E há o silêncio. Há o silêncio como esta coisa pesada entre os dois. A distância. O silêncio da distância. Ele, sentado do lado de cá, ela, do lado de lá de uma mesma mesa de bar.
Ao redor, todos falavam humoradamente. Ser homem é estar em disposição para o mundo e relacionar-se com tudo a todo o momento. Sentados, encaravam-se e, no entanto, ignoravam aquilo que os rodeava, inclusive o barulho, assim como ignoravam um ao outro. Mas ignorar o mundo não seria lidar com ele? E o que se não nos apresenta que não seja a incômoda ausência, já que é no vazio entre as paredes que se está em casa? O que, se não a frustração, é que nos coloca em contato com aquilo nos vem ao encontro?
A privação do silêncio, portanto, é que os fez perceber que entre eles havia os rumores do calar-se.
- Mais uma cerveja? - perguntou o garçom, quebrando o silêncio e fazendo com que este fosse imediatamente percebido.

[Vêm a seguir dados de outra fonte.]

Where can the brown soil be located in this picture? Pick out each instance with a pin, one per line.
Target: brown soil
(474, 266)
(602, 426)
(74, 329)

- Ah... Sim? - respondeu ele em tom inquisidor, questionando a mulher com o olhar.
- Sim. Pode ser. - Ela sempre tinha esse modo direto de encerrar os imbróglios.
A linguagem é limitada. De que nos vale algo que não nos serve em todos os casos? De que nos serve algo que precisa de complementos outros que não estão a nosso alcance? Não há em nossa língua uma só palavra que descreva a contento o sentimento que pesa agora sobre a mesa. Talvez, uma imagem, uma metáfora, mas nem estas seriam suficientes para descrever o familiar estranhamento da cena.

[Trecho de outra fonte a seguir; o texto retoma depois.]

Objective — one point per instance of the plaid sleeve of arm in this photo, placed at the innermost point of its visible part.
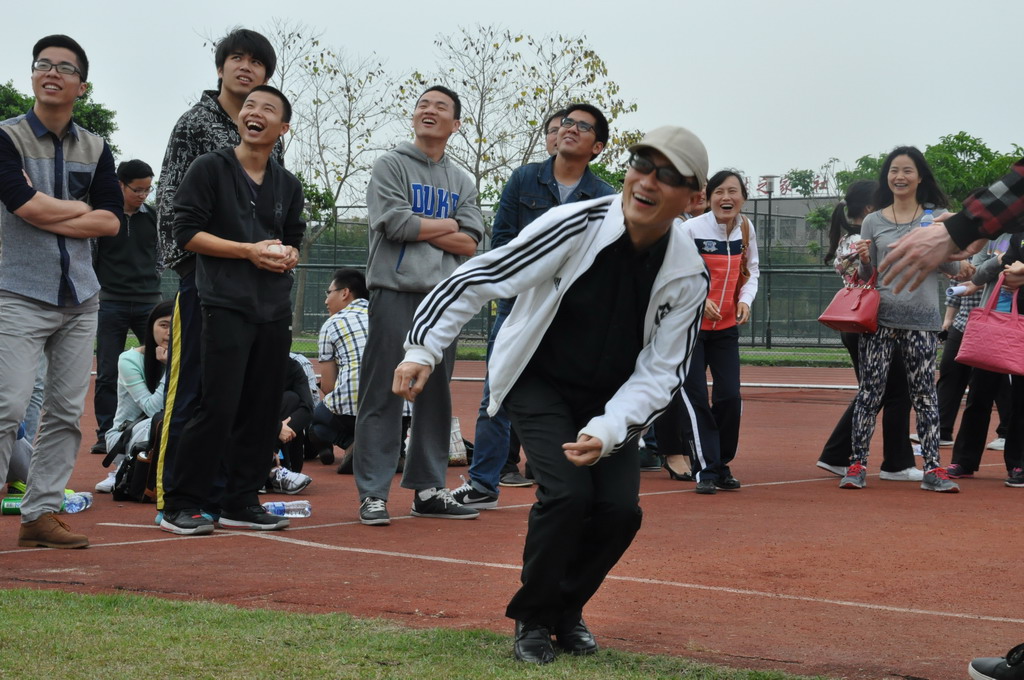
(14, 188)
(998, 209)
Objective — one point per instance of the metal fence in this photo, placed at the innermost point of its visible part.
(783, 326)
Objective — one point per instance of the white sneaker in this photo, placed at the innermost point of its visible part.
(284, 480)
(838, 470)
(107, 485)
(909, 474)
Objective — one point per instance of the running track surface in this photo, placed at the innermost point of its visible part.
(790, 574)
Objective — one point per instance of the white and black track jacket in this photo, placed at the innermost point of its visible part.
(539, 266)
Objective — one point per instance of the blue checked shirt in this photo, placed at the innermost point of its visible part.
(341, 340)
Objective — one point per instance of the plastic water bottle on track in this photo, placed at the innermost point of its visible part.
(289, 508)
(928, 218)
(77, 502)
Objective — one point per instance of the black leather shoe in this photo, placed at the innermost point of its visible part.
(678, 476)
(532, 644)
(728, 483)
(707, 487)
(577, 639)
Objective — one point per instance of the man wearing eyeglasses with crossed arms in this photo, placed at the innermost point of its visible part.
(129, 289)
(58, 189)
(610, 298)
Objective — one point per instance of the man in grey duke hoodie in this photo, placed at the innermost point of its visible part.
(424, 222)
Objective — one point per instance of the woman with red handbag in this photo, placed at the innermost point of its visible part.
(985, 385)
(907, 320)
(897, 463)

Melhor seria dizer coisas óbvias, falar de coisas comuns... Jogar palavras fora, vomitá-las, se assim fosse necessário.
Ele, irriquieto, procurara pelos olhos dela que, inertes, miravam a espuma da cerveja que se agarrara na parede do copo após o gole anterior. Subitamente então, ele fora tomado pelo desejo de dizer o que sentia, de abrir o peito, extravasá-lo. Assim, subitamente, é que fora tomado pelo ímpeto de fazer-se aberto, desnudar-se, correr o risco de dizer que, mesmo homem, sente. Desse modo, é que tivera a vontade infantil de dizer o que lhe vem à mente, sem censuras, e de arriscar ser visto como um menino. Sim, apesar da idade semelhante de ambos, ela lhe dissera numa das raras ocasiões em que o silêncio não os constrangera a ponto de instalar-se como uma visita entre eles: "às vezes, quando nos falamos, sinto-me tão envolvida por você que me esqueço... Me esqueço que você é apenas um menino". Era preciso pesar bem, era preciso determinar exatamente o que colocava a perder mostrando-se dominado pelo ímpeto, como só as crianças se permitem, mostrando-se incapaz de controlar seus impulsos, assim como se espera de um adulto.

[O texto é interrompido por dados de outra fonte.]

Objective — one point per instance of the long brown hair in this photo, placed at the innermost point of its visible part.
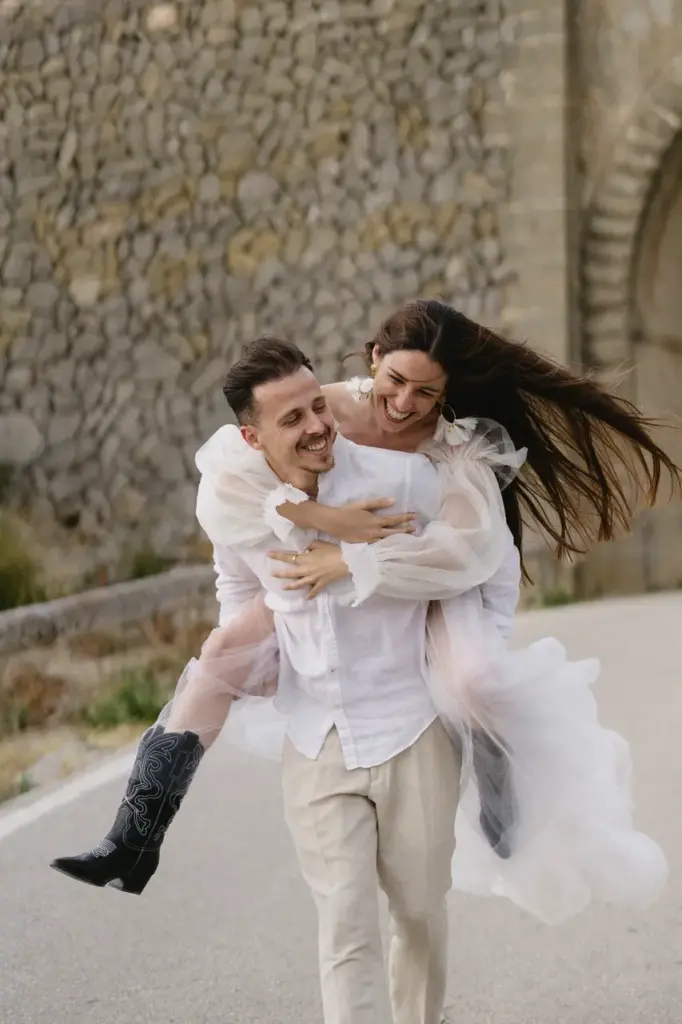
(591, 456)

Ela, ainda olhando o copo, calada, pensava sobre como o silêncio era bem vindo nessas situações desconfortáveis em que não se tem o que dizer. Ou naquelas em que o que se tem a dizer não é exatamente agradável. Preferia ficar calada.
- Que ele não fale nada! - pensava ela.
- Será que devo dizer o que sinto? - ruminava ele.
- Se ele disser algo, respondo secamente e ele se cala.
- Se eu falar como me sinto, talvez ela se abra para dizer como se sente...
- E se não se calar, eu fecho a cara.
- Mas porque será que ela não disse nada até agora?
- Pensando bem... Talvez se eu dissesse que não tenho mais interesse em me encontrar com ele vez ou outra... Bem, talvez ele parasse de me ligar e insistir para que saiamos.
- Será que ela não gosta mais de minha companhia? Mas é que... Bem...
- Nem é que não goste mais da companhia dele. Sim, da companhia gosto. Mas não quero ter a obrigação do sexo vagabundo que fazemos depois do bar.
- É que... É sempre tão bom quando saímos. Nunca encontrei alguém com que me desse tão bem! Somos tão parecidos... No entanto, eu desejo falar e ela, bem, ela permanece em seu silêncio.
- Acho que é melhor dizer logo.
- Se for para dizer que não quer mais nada... Melhor manter-se como um corpo insepulto a minha frente.
E assim, a noite se findou. O sexo vagabundo se consumou. E cada um foi para sua casa, mais uma vez.